In comments filed Jan. 15 on the U.S. Preventive Services Task Force's Draft Research Plan for Prevention of Opioid Use Disorder, ADA President Jeffrey M. Cole and Executive Director Kathleen T. O'Loughlin said the Association supports the draft plan but urged the committee to make "all deliberate attempts" to include dental care in its examination of clinical preventive services that can be implemented in primary care settings.

"Most dental specialties perform procedures that may result in acute postoperative pain, including general dentists, pediatric dentists, and oral and maxillofacial surgeons," wrote Drs. Cole and O'Loughlin. "And opioids may sometimes be medically prescribed, depending on the nature and type of pain. Despite their multiple roles, however, it should not be lost that general and pediatric dentists are also primary care clinicians. Their primary function is to provide comprehensive oral health care beginning before age one and continue doing so throughout the patient's lifetime, with appropriate referrals as necessary."

In the letter, Drs.

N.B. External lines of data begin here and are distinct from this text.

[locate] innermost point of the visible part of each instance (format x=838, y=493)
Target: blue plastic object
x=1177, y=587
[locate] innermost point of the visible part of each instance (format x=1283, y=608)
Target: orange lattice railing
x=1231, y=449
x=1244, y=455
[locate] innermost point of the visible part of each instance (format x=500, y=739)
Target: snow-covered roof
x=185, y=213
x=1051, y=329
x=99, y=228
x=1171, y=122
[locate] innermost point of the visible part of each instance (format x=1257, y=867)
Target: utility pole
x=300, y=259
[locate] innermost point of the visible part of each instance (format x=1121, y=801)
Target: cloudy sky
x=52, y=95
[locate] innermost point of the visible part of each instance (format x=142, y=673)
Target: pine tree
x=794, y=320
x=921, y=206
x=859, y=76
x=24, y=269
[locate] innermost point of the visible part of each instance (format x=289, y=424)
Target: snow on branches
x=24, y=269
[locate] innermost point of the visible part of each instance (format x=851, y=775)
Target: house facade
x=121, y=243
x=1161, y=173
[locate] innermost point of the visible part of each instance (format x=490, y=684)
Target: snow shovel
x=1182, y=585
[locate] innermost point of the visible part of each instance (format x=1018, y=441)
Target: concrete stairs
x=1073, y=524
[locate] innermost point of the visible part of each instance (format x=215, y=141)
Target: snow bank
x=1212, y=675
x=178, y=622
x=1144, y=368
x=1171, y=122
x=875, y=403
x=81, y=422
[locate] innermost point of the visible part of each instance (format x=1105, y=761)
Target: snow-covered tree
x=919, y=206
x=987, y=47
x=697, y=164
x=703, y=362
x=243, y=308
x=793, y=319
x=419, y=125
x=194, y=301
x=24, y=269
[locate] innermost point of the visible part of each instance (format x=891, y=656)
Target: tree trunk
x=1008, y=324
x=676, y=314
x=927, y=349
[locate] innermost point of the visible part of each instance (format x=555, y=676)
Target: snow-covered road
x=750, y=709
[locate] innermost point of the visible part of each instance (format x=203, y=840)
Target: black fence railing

Cole and O'Loughlin offered to provide committee members with a wide range of the ADA's opioid resources — including peer-reviewed articles and clinical guidelines — to inform their evidence review.

"We have invested considerable time and resources to raise awareness about the opioid crisis and promote safe and effective pain management strategies in dentistry — with and without opioid pain relievers," wrote Drs. Cole and O'Loughlin, adding that since 2012 the ADA has offered free continuing education to help dentists implement strategies to safely and effectively manage pain for patients at risk for drug overdose or addiction.

The ADA also commended the task force for choosing to rate the strength of the evidence for certain primary care interventions to prevent opioid misuse.

"Your final recommendation(s) will be one more tool that primary care clinicians can use to safely and effectively manage postoperative pain while minimizing the risks associated with opioid analgesics," concluded Drs. Cole and O'Loughlin.